Two whole blood samples for pharmacodynamic assessments (TTR stabilization) and pharmacokinetic assessments (Fx-1006A concentrations as well as calculated steady-state parameters) will be collected at Baseline and Week 6. At Months 6 and 12, two whole blood samples will be collected for pharmacodynamic assessments, and four whole blood samples (two samples per time point) will be collected for pharmacokinetic assessments to be utilized in population pharmacokinetic modeling.
Echocardiography, chest x-ray, cardiac MRI, and 24-hour Holter monitoring will be conducted at Baseline, and Months 6 and 12. Six-minute walk test and quality of life utilizing the Patient Global Assessment, KCCQ, and SF-36 will be assessed at Baseline, and Months 3, 6, and 12. NYHA Classification will be assessed at Baseline, Week 6, and Months 3, 6, and 12. Serum markers of troponin I and T, and NT-pro-BNP levels will be assessed at each study visit.
Safety and tolerability will be assessed throughout the study. Vital signs, 12-lead ECG, blood and urine samples for clinical laboratory tests (serum chemistry, hematology, coagulation panel, and urinalysis), AEs, and concomitant medications (including diuretic usage) will be assessed at each study visit. Abbreviated physical examinations will be conducted at Baseline, Weeks 2 and 6, and Months 3 and 6, and a complete physical examination will be conducted at Month 12.

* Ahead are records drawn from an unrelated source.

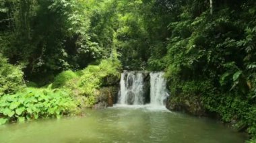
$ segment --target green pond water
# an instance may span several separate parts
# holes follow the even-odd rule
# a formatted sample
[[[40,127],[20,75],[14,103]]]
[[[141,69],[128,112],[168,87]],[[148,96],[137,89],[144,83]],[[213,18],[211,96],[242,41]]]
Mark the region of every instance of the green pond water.
[[[88,110],[84,117],[0,126],[0,143],[240,143],[246,136],[206,119],[149,106]]]

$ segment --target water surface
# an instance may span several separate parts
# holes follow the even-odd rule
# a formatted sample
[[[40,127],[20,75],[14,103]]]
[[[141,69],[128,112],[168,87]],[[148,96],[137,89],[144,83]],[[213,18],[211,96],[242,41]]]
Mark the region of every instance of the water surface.
[[[0,126],[0,142],[241,143],[245,136],[220,123],[150,106],[89,110],[85,117]]]

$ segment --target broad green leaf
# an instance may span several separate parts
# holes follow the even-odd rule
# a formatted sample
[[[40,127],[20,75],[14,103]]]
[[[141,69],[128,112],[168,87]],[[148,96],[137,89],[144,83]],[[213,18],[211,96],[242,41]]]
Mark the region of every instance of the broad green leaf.
[[[19,105],[20,105],[20,102],[13,102],[11,103],[10,109],[16,109]]]
[[[11,117],[14,115],[14,114],[15,114],[15,111],[11,110],[11,111],[8,113],[8,116],[9,117]]]
[[[6,118],[0,118],[0,125],[5,124],[8,121]]]
[[[16,112],[16,114],[18,115],[20,115],[22,114],[23,111],[25,110],[25,108],[24,107],[20,107],[20,108],[18,108],[16,110],[15,110],[15,112]]]
[[[19,118],[18,118],[18,120],[19,122],[25,122],[25,117],[20,117]]]
[[[8,115],[8,114],[11,111],[11,110],[10,109],[9,109],[8,107],[5,107],[3,111],[3,113],[4,115]]]

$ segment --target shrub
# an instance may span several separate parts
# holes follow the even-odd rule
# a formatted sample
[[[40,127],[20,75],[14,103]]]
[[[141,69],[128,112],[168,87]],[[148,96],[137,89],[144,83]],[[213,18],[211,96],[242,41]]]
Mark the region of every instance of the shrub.
[[[7,122],[60,117],[75,111],[76,103],[64,89],[26,88],[0,99],[0,124]]]
[[[72,70],[63,71],[57,75],[53,83],[53,88],[59,88],[65,85],[69,80],[77,77]]]
[[[19,66],[13,66],[0,54],[0,97],[11,94],[24,87],[23,73]]]
[[[76,74],[71,71],[61,73],[56,78],[59,81],[55,81],[53,85],[61,85],[63,88],[70,89],[72,95],[78,99],[81,104],[92,107],[96,103],[95,97],[99,93],[98,89],[105,84],[104,79],[109,77],[119,79],[120,68],[119,60],[102,60],[98,65],[90,65]],[[53,88],[57,87],[53,86]]]

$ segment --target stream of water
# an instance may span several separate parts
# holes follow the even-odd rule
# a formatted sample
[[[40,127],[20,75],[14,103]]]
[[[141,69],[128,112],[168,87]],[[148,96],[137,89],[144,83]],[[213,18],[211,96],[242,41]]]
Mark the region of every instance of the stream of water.
[[[116,105],[86,113],[85,117],[1,126],[0,142],[242,143],[246,139],[214,120],[150,105]]]
[[[121,76],[119,104],[88,110],[85,117],[0,126],[1,143],[242,143],[246,136],[207,118],[170,112],[163,73]],[[146,86],[150,76],[150,89]],[[147,91],[150,95],[146,95]],[[150,97],[146,103],[147,96]]]

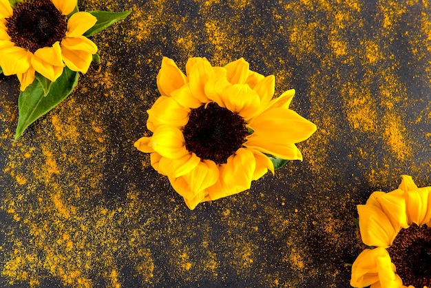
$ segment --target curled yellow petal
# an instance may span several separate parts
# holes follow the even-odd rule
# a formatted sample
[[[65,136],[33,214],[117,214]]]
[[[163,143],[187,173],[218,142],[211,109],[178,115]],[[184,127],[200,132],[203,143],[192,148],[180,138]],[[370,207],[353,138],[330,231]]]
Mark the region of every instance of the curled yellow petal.
[[[399,189],[407,192],[410,190],[416,190],[417,186],[413,182],[412,176],[408,175],[401,175],[401,183],[398,187]]]
[[[85,51],[61,48],[61,56],[66,65],[72,71],[87,73],[93,59],[92,54]]]
[[[408,223],[421,226],[431,220],[431,187],[409,190],[406,193],[406,214]]]
[[[76,7],[78,0],[51,0],[54,6],[63,15],[68,15]]]
[[[201,103],[209,101],[208,97],[205,95],[205,84],[214,75],[214,70],[209,62],[200,58],[196,59],[196,63],[187,74],[191,94]]]
[[[151,137],[142,137],[135,142],[134,145],[140,152],[152,153],[154,152],[154,150],[149,145],[151,138]]]
[[[223,172],[224,182],[245,190],[249,189],[256,167],[256,160],[249,150],[238,149],[227,158]]]
[[[0,19],[10,18],[13,14],[13,10],[9,0],[0,0]]]
[[[370,196],[367,205],[379,207],[388,216],[394,229],[399,230],[400,227],[410,226],[406,214],[406,193],[400,189],[389,193],[375,192]]]
[[[244,58],[227,63],[224,68],[227,70],[227,80],[232,84],[245,84],[249,76],[250,65]]]
[[[199,99],[192,95],[189,83],[172,92],[171,96],[184,107],[196,109],[202,105]]]
[[[85,36],[66,37],[61,41],[61,47],[70,50],[81,50],[92,55],[97,52],[97,46]]]
[[[260,99],[248,85],[235,84],[229,86],[220,96],[227,109],[238,113],[246,121],[259,110]]]
[[[395,273],[390,265],[390,257],[384,248],[364,250],[352,265],[350,285],[365,287],[380,282],[380,276],[388,273],[390,277]],[[398,287],[399,288],[399,286]]]
[[[67,0],[68,1],[68,0]],[[97,18],[87,12],[78,12],[67,21],[66,37],[82,36],[97,22]]]
[[[386,214],[374,205],[357,205],[359,230],[362,242],[368,246],[387,248],[399,232],[395,229]]]
[[[159,171],[164,175],[180,177],[195,169],[200,162],[200,158],[194,153],[184,155],[178,159],[163,157],[159,161]]]
[[[0,66],[3,73],[9,76],[26,72],[31,66],[32,56],[33,53],[21,47],[3,49],[0,52]]]
[[[162,67],[157,74],[157,88],[160,94],[170,96],[172,92],[180,88],[186,83],[186,76],[178,69],[174,60],[163,57]]]
[[[157,99],[147,112],[149,129],[164,124],[180,127],[187,123],[190,109],[185,108],[171,97],[162,96]]]
[[[156,130],[148,145],[163,157],[172,159],[178,159],[189,154],[181,131],[165,125]]]
[[[253,89],[260,98],[261,109],[265,108],[274,95],[275,89],[275,77],[269,75],[256,83]],[[263,110],[263,109],[262,109]]]

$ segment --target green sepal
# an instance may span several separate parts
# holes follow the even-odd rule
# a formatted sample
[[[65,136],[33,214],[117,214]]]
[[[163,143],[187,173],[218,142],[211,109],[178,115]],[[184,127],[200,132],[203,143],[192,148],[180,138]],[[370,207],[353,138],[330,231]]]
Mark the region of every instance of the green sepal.
[[[92,61],[97,64],[100,64],[101,62],[101,55],[99,55],[97,53],[94,54],[93,59],[92,59]]]
[[[15,140],[33,122],[59,105],[72,92],[78,83],[78,72],[64,68],[63,74],[51,84],[46,96],[41,82],[34,81],[18,97],[18,125]]]
[[[45,78],[38,72],[34,74],[34,78],[39,81],[41,86],[42,86],[42,89],[43,90],[43,93],[45,96],[46,96],[50,92],[50,88],[51,88],[51,81],[47,78]]]
[[[286,163],[288,161],[288,160],[282,159],[281,158],[275,157],[273,155],[265,155],[272,161],[274,165],[274,170],[277,170],[280,169],[282,167],[284,166]]]
[[[116,22],[126,18],[132,12],[132,10],[124,12],[107,12],[107,11],[88,11],[90,14],[97,18],[97,22],[91,28],[90,28],[84,36],[86,37],[92,36],[103,29],[109,27]]]
[[[353,223],[355,223],[355,226],[356,226],[357,229],[359,229],[359,219],[358,219],[357,218],[354,218]]]
[[[10,6],[12,8],[12,9],[15,9],[15,7],[17,7],[17,3],[21,2],[23,2],[23,0],[9,0],[9,3],[10,3]]]

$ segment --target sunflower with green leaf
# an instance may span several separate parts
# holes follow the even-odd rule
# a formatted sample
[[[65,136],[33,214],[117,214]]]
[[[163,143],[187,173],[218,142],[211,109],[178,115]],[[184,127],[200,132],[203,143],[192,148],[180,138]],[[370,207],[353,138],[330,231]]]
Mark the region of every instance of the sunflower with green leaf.
[[[77,0],[0,0],[0,72],[21,83],[16,138],[69,95],[78,72],[98,59],[87,37],[129,13],[80,12]]]
[[[274,76],[250,70],[243,59],[213,67],[191,58],[185,68],[185,74],[163,58],[161,96],[148,110],[152,136],[135,146],[151,153],[153,167],[189,208],[248,189],[288,159],[302,160],[295,144],[316,126],[289,109],[294,90],[273,99]]]
[[[376,192],[358,205],[362,242],[350,285],[371,288],[431,287],[431,187],[409,176],[388,193]]]

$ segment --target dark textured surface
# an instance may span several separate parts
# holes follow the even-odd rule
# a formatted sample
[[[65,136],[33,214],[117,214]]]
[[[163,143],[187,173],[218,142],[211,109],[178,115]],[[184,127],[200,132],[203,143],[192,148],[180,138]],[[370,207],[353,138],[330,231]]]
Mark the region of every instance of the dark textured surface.
[[[92,39],[102,62],[14,142],[18,81],[0,76],[0,286],[349,287],[356,205],[431,184],[426,1],[94,1],[132,9]],[[133,143],[162,56],[239,57],[295,88],[317,132],[249,191],[189,210]]]

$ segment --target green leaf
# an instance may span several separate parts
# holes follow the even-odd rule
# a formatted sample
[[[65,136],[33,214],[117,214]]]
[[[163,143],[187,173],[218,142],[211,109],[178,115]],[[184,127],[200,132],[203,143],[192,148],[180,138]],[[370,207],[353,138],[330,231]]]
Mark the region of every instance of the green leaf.
[[[286,163],[288,161],[288,160],[282,159],[281,158],[275,157],[273,155],[266,155],[273,162],[273,164],[274,165],[274,170],[280,169],[282,167],[284,166]]]
[[[63,74],[51,84],[45,96],[43,88],[39,81],[33,81],[18,97],[19,117],[15,133],[18,139],[31,123],[45,115],[63,101],[76,85],[78,72],[65,67]]]
[[[357,229],[359,229],[359,219],[358,219],[357,218],[354,218],[353,223],[355,223],[355,226],[356,226]]]
[[[90,28],[84,36],[88,37],[92,36],[107,27],[109,27],[114,23],[123,20],[126,18],[132,12],[132,10],[124,12],[107,12],[107,11],[88,11],[90,14],[97,18],[97,22],[91,28]]]
[[[50,88],[51,88],[51,81],[37,72],[34,74],[34,78],[36,78],[36,79],[37,79],[37,81],[41,83],[41,86],[42,86],[42,89],[43,90],[43,93],[45,94],[45,96],[46,96],[50,92]]]
[[[98,63],[98,64],[100,64],[100,63],[101,63],[101,56],[100,56],[98,54],[97,54],[97,53],[94,54],[93,54],[93,59],[92,59],[92,61],[93,62],[94,62],[94,63]]]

Clinic visits will be conducted during Screening (Days -30 to -1) and Baseline (Day 0); procedures scheduled for the Baseline visit may be conducted over a period of one week to accommodate patient scheduling. All Baseline procedures must be completed prior to the first self-administered dose on Day 1. Day 1 will be defined as administration of the first dose of study medication, which patients will self-administer at home. During treatment, clinic visits will be conducted at Week 2 (± 2 days), Week 6 (± 1 week), Month 3 (± 1 week), Month 6 (± 2 weeks), and Month 12 (± 2 weeks). Procedures scheduled for the Month 6 and 12 visits may occur over one week during the visit window to accommodate patient scheduling. Monthly telephone contacts (± 1 week of the scheduled date) will be made during months in which no clinical site visits are scheduled (Months 4, 5, 7, 8, 9, 10, and 11) for assessment of AEs and concomitant medications. A final telephone contact to assess AEs and concomitant medication usage will be made 30 days after the last dose of study medication for each patient.
Patients who discontinue from the study at any time will have a final visit performed, including all safety assessments, at the time of discontinuation. Any patient discontinuing after the Month 6 visit will also have all exploratory assessments performed.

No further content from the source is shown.